Sister Mary is not naive. She knows these girls will be fighting the odds the rest of their lives. Still, she’s hopeful. “It’s not about fixing somebody or making somebody who you want them to be,” she says. “Every student has God-given gifts.”

More Groups Helping Kids

Many area groups are working to help young people build a better future. Here are ten doing excellent work.

Brainfood uses cooking to teach life skills and promote healthy living. High-schoolers take cooking classes, listen to lectures, go on field trips, and do community-service projects. 1525 Newton St., NW; 202-667-5515.

College Summit gives college-admissions support to disadvantaged students.

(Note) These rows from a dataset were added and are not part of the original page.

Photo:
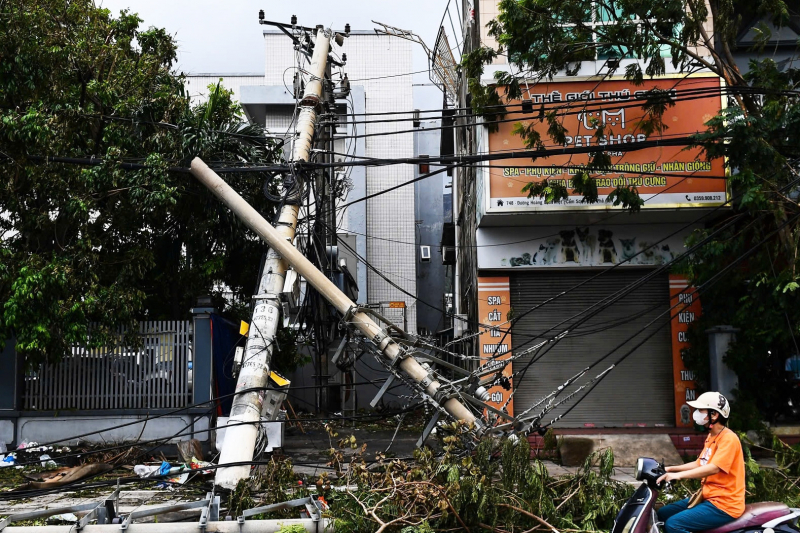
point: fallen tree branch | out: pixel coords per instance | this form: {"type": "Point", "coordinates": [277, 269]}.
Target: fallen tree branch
{"type": "Point", "coordinates": [529, 515]}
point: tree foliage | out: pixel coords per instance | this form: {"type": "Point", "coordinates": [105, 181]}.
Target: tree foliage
{"type": "Point", "coordinates": [103, 243]}
{"type": "Point", "coordinates": [756, 134]}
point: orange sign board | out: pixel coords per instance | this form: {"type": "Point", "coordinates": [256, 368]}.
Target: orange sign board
{"type": "Point", "coordinates": [686, 308]}
{"type": "Point", "coordinates": [665, 176]}
{"type": "Point", "coordinates": [494, 305]}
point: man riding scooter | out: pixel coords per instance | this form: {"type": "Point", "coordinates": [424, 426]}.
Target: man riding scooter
{"type": "Point", "coordinates": [720, 467]}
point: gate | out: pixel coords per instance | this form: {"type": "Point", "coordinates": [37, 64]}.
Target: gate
{"type": "Point", "coordinates": [158, 374]}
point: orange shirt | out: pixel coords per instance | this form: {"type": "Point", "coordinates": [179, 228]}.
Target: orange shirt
{"type": "Point", "coordinates": [725, 489]}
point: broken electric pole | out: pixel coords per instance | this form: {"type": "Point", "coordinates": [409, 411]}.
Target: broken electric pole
{"type": "Point", "coordinates": [390, 350]}
{"type": "Point", "coordinates": [240, 437]}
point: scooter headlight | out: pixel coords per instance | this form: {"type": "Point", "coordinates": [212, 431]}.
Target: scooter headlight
{"type": "Point", "coordinates": [629, 526]}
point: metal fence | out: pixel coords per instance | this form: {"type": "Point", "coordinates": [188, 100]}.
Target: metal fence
{"type": "Point", "coordinates": [156, 375]}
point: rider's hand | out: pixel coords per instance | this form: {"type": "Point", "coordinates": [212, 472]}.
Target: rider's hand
{"type": "Point", "coordinates": [669, 476]}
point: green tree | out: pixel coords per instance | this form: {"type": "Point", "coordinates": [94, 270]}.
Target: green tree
{"type": "Point", "coordinates": [132, 237]}
{"type": "Point", "coordinates": [756, 134]}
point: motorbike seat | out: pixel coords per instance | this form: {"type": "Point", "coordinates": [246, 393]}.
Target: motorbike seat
{"type": "Point", "coordinates": [754, 515]}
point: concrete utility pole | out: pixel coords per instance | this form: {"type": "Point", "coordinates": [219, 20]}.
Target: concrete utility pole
{"type": "Point", "coordinates": [280, 245]}
{"type": "Point", "coordinates": [240, 439]}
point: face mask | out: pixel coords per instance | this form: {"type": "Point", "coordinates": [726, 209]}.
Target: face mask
{"type": "Point", "coordinates": [699, 418]}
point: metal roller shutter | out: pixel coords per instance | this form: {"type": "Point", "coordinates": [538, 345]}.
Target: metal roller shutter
{"type": "Point", "coordinates": [640, 389]}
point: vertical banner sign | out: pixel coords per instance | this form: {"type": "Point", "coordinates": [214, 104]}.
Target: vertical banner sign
{"type": "Point", "coordinates": [686, 309]}
{"type": "Point", "coordinates": [494, 304]}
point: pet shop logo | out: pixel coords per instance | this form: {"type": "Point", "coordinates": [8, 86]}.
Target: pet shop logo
{"type": "Point", "coordinates": [594, 119]}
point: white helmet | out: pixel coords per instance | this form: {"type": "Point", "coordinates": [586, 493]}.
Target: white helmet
{"type": "Point", "coordinates": [714, 401]}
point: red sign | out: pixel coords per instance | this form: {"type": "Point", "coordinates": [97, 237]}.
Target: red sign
{"type": "Point", "coordinates": [494, 304]}
{"type": "Point", "coordinates": [685, 306]}
{"type": "Point", "coordinates": [665, 176]}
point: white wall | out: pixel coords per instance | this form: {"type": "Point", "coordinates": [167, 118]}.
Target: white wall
{"type": "Point", "coordinates": [380, 64]}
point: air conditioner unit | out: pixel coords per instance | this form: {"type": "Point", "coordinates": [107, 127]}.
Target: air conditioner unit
{"type": "Point", "coordinates": [425, 254]}
{"type": "Point", "coordinates": [460, 326]}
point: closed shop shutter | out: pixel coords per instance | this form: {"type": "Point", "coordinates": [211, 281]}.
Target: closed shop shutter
{"type": "Point", "coordinates": [639, 390]}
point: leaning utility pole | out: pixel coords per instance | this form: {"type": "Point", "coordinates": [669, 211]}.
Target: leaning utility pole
{"type": "Point", "coordinates": [394, 354]}
{"type": "Point", "coordinates": [242, 430]}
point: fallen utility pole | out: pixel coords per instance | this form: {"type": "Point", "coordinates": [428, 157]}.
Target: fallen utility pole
{"type": "Point", "coordinates": [241, 436]}
{"type": "Point", "coordinates": [389, 349]}
{"type": "Point", "coordinates": [224, 526]}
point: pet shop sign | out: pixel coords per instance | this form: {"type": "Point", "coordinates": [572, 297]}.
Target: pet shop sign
{"type": "Point", "coordinates": [494, 304]}
{"type": "Point", "coordinates": [665, 176]}
{"type": "Point", "coordinates": [578, 246]}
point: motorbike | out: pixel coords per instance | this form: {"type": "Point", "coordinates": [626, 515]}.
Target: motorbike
{"type": "Point", "coordinates": [638, 515]}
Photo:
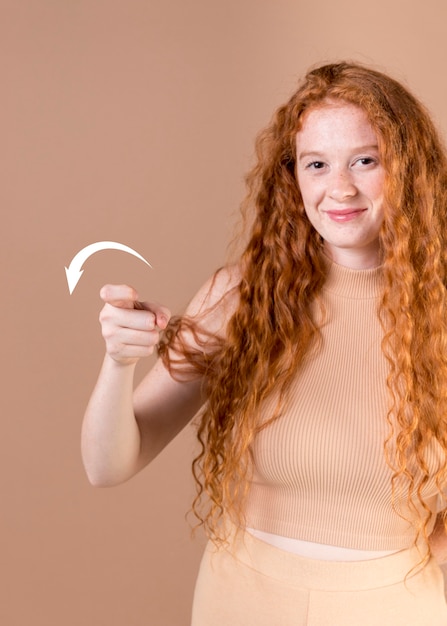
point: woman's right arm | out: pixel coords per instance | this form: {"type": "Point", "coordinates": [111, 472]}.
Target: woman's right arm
{"type": "Point", "coordinates": [123, 429]}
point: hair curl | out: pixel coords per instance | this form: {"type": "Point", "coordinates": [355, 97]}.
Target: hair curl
{"type": "Point", "coordinates": [282, 274]}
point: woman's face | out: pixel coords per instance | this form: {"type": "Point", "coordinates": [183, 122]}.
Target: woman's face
{"type": "Point", "coordinates": [341, 181]}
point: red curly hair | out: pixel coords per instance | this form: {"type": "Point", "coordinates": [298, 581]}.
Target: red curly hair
{"type": "Point", "coordinates": [281, 276]}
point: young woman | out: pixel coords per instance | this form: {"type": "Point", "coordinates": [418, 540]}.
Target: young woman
{"type": "Point", "coordinates": [320, 362]}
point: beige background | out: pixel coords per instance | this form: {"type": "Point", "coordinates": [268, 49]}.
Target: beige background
{"type": "Point", "coordinates": [134, 121]}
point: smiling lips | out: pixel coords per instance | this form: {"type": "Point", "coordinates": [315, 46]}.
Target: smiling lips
{"type": "Point", "coordinates": [344, 215]}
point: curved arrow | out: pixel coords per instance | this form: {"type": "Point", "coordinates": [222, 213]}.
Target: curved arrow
{"type": "Point", "coordinates": [74, 271]}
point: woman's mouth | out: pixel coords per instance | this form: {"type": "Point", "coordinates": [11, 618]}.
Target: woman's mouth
{"type": "Point", "coordinates": [344, 215]}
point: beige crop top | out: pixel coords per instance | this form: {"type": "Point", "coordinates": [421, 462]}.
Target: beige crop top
{"type": "Point", "coordinates": [319, 470]}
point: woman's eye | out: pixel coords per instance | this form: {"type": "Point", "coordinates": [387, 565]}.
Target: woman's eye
{"type": "Point", "coordinates": [315, 165]}
{"type": "Point", "coordinates": [366, 161]}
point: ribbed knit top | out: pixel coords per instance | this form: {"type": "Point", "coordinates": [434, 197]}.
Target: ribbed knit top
{"type": "Point", "coordinates": [320, 472]}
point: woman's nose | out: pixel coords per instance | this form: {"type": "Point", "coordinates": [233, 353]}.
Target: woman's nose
{"type": "Point", "coordinates": [341, 186]}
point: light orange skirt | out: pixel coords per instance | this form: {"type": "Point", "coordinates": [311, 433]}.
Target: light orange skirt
{"type": "Point", "coordinates": [256, 584]}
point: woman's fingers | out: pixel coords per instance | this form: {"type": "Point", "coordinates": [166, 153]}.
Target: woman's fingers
{"type": "Point", "coordinates": [130, 328]}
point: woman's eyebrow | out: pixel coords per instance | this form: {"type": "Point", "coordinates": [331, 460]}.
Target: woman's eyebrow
{"type": "Point", "coordinates": [316, 153]}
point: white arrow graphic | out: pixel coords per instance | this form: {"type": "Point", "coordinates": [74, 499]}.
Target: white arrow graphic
{"type": "Point", "coordinates": [74, 271]}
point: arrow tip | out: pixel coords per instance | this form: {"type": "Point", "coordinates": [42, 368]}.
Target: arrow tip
{"type": "Point", "coordinates": [73, 276]}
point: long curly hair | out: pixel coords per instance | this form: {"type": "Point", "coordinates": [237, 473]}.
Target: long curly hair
{"type": "Point", "coordinates": [281, 273]}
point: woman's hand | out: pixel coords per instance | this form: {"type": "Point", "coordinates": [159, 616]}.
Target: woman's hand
{"type": "Point", "coordinates": [131, 329]}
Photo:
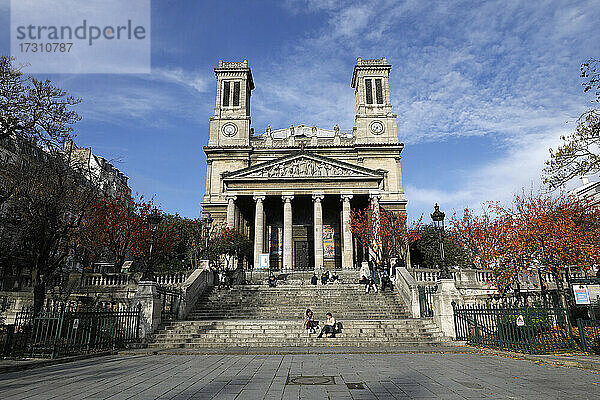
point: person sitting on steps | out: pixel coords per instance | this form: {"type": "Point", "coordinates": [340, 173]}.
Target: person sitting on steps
{"type": "Point", "coordinates": [309, 323]}
{"type": "Point", "coordinates": [329, 326]}
{"type": "Point", "coordinates": [314, 279]}
{"type": "Point", "coordinates": [334, 277]}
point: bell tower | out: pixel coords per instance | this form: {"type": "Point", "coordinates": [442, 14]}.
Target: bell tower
{"type": "Point", "coordinates": [375, 121]}
{"type": "Point", "coordinates": [230, 126]}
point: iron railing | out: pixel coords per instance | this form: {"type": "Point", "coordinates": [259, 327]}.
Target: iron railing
{"type": "Point", "coordinates": [589, 335]}
{"type": "Point", "coordinates": [61, 332]}
{"type": "Point", "coordinates": [528, 329]}
{"type": "Point", "coordinates": [426, 300]}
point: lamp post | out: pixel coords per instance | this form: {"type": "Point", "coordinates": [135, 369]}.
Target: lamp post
{"type": "Point", "coordinates": [438, 221]}
{"type": "Point", "coordinates": [153, 220]}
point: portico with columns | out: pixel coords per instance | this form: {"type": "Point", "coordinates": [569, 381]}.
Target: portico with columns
{"type": "Point", "coordinates": [292, 190]}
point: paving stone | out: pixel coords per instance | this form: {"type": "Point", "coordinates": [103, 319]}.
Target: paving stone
{"type": "Point", "coordinates": [386, 376]}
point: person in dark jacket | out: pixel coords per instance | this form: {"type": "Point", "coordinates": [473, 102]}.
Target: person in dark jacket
{"type": "Point", "coordinates": [314, 279]}
{"type": "Point", "coordinates": [328, 326]}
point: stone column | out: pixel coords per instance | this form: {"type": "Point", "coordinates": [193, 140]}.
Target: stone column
{"type": "Point", "coordinates": [230, 210]}
{"type": "Point", "coordinates": [346, 232]}
{"type": "Point", "coordinates": [258, 229]}
{"type": "Point", "coordinates": [318, 229]}
{"type": "Point", "coordinates": [287, 230]}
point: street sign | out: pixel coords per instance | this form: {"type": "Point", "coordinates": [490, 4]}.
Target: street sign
{"type": "Point", "coordinates": [582, 296]}
{"type": "Point", "coordinates": [594, 291]}
{"type": "Point", "coordinates": [520, 321]}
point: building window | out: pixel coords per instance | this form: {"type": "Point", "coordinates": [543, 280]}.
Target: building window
{"type": "Point", "coordinates": [226, 93]}
{"type": "Point", "coordinates": [236, 94]}
{"type": "Point", "coordinates": [369, 91]}
{"type": "Point", "coordinates": [378, 91]}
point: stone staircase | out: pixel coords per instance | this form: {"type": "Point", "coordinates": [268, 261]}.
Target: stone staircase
{"type": "Point", "coordinates": [256, 316]}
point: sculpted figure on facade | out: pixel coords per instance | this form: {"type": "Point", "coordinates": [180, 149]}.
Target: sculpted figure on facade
{"type": "Point", "coordinates": [302, 168]}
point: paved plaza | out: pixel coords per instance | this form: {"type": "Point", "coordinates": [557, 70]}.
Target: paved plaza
{"type": "Point", "coordinates": [305, 376]}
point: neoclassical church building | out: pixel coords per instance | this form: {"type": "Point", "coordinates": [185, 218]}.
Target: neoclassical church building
{"type": "Point", "coordinates": [291, 190]}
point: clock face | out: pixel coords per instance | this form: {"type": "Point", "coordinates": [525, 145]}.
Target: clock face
{"type": "Point", "coordinates": [377, 127]}
{"type": "Point", "coordinates": [229, 129]}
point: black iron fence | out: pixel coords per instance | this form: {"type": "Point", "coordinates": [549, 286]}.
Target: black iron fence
{"type": "Point", "coordinates": [171, 301]}
{"type": "Point", "coordinates": [529, 329]}
{"type": "Point", "coordinates": [426, 300]}
{"type": "Point", "coordinates": [589, 335]}
{"type": "Point", "coordinates": [56, 333]}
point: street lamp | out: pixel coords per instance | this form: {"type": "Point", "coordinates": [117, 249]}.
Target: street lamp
{"type": "Point", "coordinates": [438, 222]}
{"type": "Point", "coordinates": [153, 220]}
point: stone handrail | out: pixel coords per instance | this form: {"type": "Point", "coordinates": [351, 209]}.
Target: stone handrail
{"type": "Point", "coordinates": [408, 289]}
{"type": "Point", "coordinates": [193, 287]}
{"type": "Point", "coordinates": [172, 278]}
{"type": "Point", "coordinates": [124, 279]}
{"type": "Point", "coordinates": [109, 279]}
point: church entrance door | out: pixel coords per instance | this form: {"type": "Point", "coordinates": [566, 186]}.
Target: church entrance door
{"type": "Point", "coordinates": [302, 260]}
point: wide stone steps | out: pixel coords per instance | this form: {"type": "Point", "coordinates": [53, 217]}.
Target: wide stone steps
{"type": "Point", "coordinates": [256, 316]}
{"type": "Point", "coordinates": [249, 333]}
{"type": "Point", "coordinates": [346, 301]}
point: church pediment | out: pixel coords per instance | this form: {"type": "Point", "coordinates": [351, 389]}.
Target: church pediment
{"type": "Point", "coordinates": [304, 166]}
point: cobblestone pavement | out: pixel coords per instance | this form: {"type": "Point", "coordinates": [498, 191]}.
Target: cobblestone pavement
{"type": "Point", "coordinates": [383, 376]}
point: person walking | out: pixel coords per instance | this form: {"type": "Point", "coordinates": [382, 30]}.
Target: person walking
{"type": "Point", "coordinates": [365, 275]}
{"type": "Point", "coordinates": [328, 326]}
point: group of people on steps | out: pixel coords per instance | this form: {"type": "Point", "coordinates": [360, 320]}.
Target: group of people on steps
{"type": "Point", "coordinates": [330, 326]}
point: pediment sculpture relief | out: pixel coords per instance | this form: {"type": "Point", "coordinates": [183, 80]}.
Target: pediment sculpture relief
{"type": "Point", "coordinates": [302, 168]}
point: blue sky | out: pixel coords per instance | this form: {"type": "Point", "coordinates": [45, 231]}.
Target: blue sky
{"type": "Point", "coordinates": [481, 89]}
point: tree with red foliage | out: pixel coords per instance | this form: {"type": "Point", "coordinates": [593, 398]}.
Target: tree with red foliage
{"type": "Point", "coordinates": [552, 233]}
{"type": "Point", "coordinates": [385, 234]}
{"type": "Point", "coordinates": [116, 228]}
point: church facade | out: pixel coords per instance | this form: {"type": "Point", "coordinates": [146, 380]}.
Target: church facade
{"type": "Point", "coordinates": [291, 190]}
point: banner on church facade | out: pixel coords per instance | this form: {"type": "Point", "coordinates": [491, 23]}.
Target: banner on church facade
{"type": "Point", "coordinates": [328, 241]}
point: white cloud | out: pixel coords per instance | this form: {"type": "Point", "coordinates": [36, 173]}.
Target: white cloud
{"type": "Point", "coordinates": [195, 80]}
{"type": "Point", "coordinates": [508, 71]}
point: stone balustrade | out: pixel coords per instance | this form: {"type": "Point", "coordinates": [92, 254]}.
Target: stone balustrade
{"type": "Point", "coordinates": [172, 278]}
{"type": "Point", "coordinates": [125, 279]}
{"type": "Point", "coordinates": [97, 279]}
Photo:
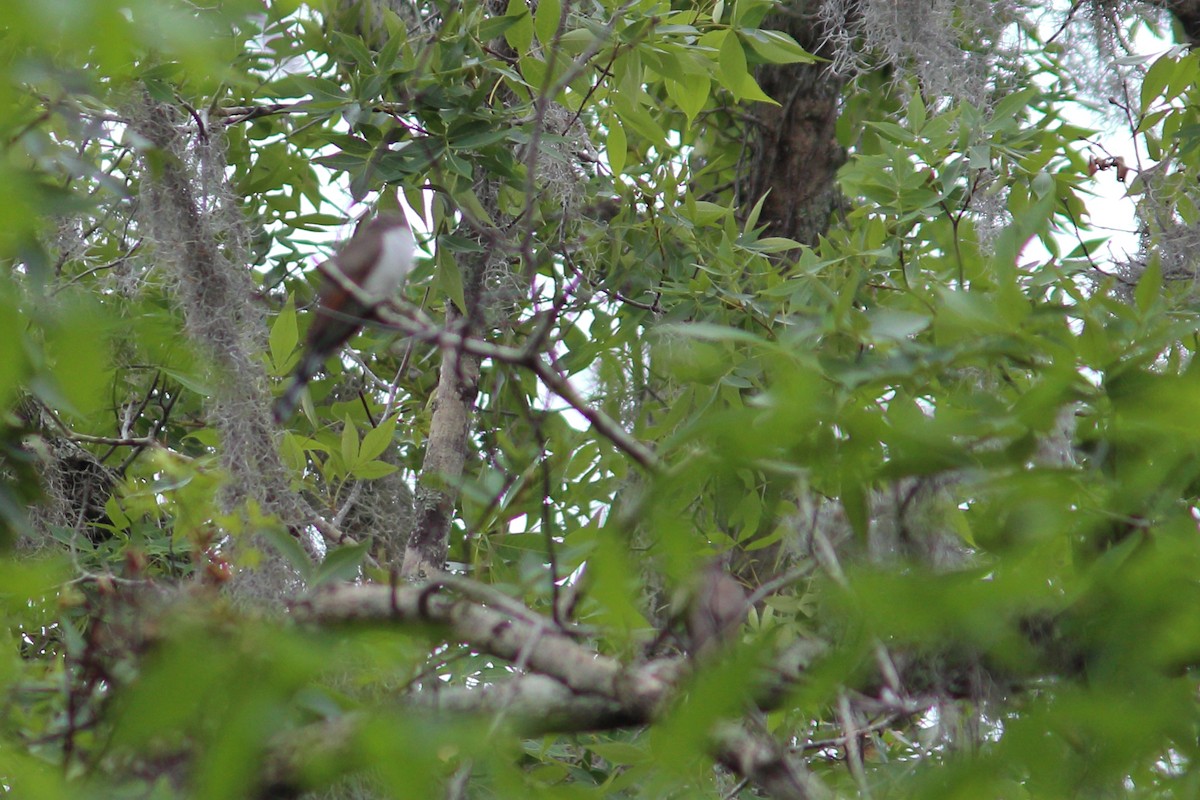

The program helps kids navigate test-prep courses, college visits, and applications. 1763 Columbia Rd., NW, Second Floor; 202-319-1763.

Community Bridges works with low-income girls between ages 8 and 15. It stresses academics, health, leadership, and conflict resolution. 620 Pershing Dr., Second Floor, Silver Spring; 301-585-7155.

D.C. Creative Writing Workshop partners with three schools in Southeast DC. Kids meet with professional writers, learn to journal and write poetry, and publish three literary magazines. 601 Mississippi Ave., SE; 202-297-1957.

DC Scores combines soccer, creative writing, and community service in an after-school program for more than 700 students at 23 elementary and middle schools in DC. 1224 M St., NW, Suite 200; 202-393-6999.

Escuela Bolivia provides leadership programs to Latino families. Offerings for kids include college-preparation workshops, mentoring with Latino professionals, and language classes. 2801 Clarendon Blvd., Suite 216, Arlington; 703-228-2560.

Higher Achievement gives year-round academic enrichment to talented middle-school students in DC and Alexandria. The goal: to get kids accepted at college-prep high schools. 317 Eighth St., NE; 202-544-3633.

Latin American Youth Center runs a range of programs—from foster placements and gang prevention to music classes and mentoring. It serves mostly Latino and African-American youth in DC and Maryland. 1419 Columbia Rd., NW; 202-319-2225.

Sitar Arts Center helps kids discover their creative talents and offers a safe place to go after school. The comprehensive arts program includes music, dance, drama, creative writing, and visual arts. 1700 Kalorama Rd., NW, Suite 101; 202-797-2145.

Words, Beats, and Life uses hip-hop to get kids in DC’s Wards 1 and 7 excited about learning. The program offers workshops in DJing, graphic arts, creative writing, fashion design, and more. 1525 Newton St., NW; 202-667-1192.